Improve CFPS System to strengthen the synthesis and modification of collagen in vitro
Because of the repetitive structure and the extremely high proportion of glycine and proline, the expression of collagen in the cell puts great stress on the cell. One factor is the translation attenuation caused by the decrease in the local concentration of amino acids and aminoacyl tRNA, and the other is the poor stability of long RNA. To solve these problems, we adopted and improved cell-free protein synthesis (CFPS) system with T7 RNAP and P4Hc to synthesize collagen in vitro by artificial metabolic compensation. To visually detect collagen expression, we added GFP fluorescent protein to the end of collagen. Fluorescence intensity test results showed that supplementation with proline, glycine, and their tRNA clusters slightly inhibited the expression of normal GFP due to competitive effects, but GFP fused with CO3A1 and ELN were significantly strengthened by this way. Proline hydroxylation mediated by P4Hc* was slightly affected in CFPS system.
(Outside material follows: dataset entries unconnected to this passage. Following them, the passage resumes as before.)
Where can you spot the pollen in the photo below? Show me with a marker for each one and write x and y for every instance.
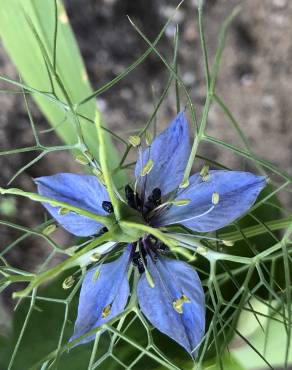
(228, 243)
(63, 211)
(68, 282)
(205, 175)
(147, 168)
(82, 159)
(95, 257)
(149, 278)
(49, 229)
(178, 303)
(148, 138)
(106, 311)
(181, 202)
(134, 140)
(215, 198)
(184, 184)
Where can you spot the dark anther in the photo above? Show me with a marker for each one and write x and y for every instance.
(156, 195)
(102, 231)
(133, 199)
(107, 206)
(161, 247)
(137, 261)
(153, 200)
(130, 196)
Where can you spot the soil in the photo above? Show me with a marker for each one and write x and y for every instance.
(255, 81)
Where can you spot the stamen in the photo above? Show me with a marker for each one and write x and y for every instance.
(106, 311)
(197, 216)
(228, 243)
(184, 184)
(180, 202)
(49, 229)
(178, 303)
(99, 175)
(149, 278)
(68, 282)
(107, 206)
(156, 194)
(134, 140)
(147, 168)
(148, 138)
(82, 159)
(95, 257)
(215, 198)
(63, 211)
(205, 175)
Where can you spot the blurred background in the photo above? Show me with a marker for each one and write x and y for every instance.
(255, 81)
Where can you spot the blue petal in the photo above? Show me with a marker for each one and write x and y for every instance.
(237, 193)
(111, 287)
(173, 279)
(169, 151)
(84, 191)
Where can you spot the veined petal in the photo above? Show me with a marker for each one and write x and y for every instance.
(176, 304)
(83, 191)
(215, 202)
(169, 152)
(104, 295)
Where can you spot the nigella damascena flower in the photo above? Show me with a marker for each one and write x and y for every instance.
(173, 301)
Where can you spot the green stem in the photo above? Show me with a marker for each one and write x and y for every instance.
(105, 168)
(252, 231)
(211, 85)
(150, 230)
(105, 220)
(61, 267)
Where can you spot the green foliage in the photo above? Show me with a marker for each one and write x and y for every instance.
(38, 37)
(257, 266)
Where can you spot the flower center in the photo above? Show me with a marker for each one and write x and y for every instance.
(147, 246)
(134, 201)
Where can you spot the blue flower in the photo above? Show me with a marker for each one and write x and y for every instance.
(173, 299)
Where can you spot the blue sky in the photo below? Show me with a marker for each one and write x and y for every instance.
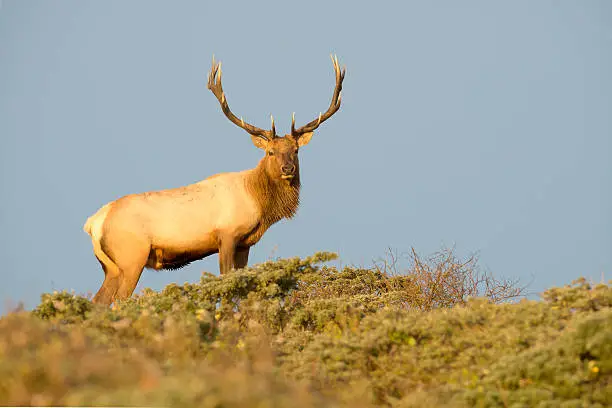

We further adopted this improved system to synthesis wildtype CO3A1 and ELN, and found that the yields of CO3A1 and ELN increased with addition of translation substrates. These indicated that repeated amino acid sequence will inhibit translation efficiency by insufficient concentration of translation material.
The degradation of RNA is mainly derived from intracellular exonuclease, especially long RNA molecular, which may decrease the translation level of collagen (Qu et al., 2022). Therefore, we used self-circularized ribozyme to circularize collagen mRNA, which can prevent RNA from being attacked by exonuclease (Qu et al., 2022). Through adding guanylate to promote circularization, the fluorescence intensity test results showed that circular mRNA had higher expression efficiency than linear mRNA, and the proline hydroxylated level maintained at about 25-30% in CO3A1 and ELN. We further utilized self-circularized ribozyme to synthesis wildtype CO3A1 and ELN, and found that circular mRNA could increase the yields of CO3A1 and ELN.
Finally, the yields of CO3A1 and ELN increased to 0.31 and 2.58 g/L in CFPS system, and the proline could be effectively hydroxylated in vitro.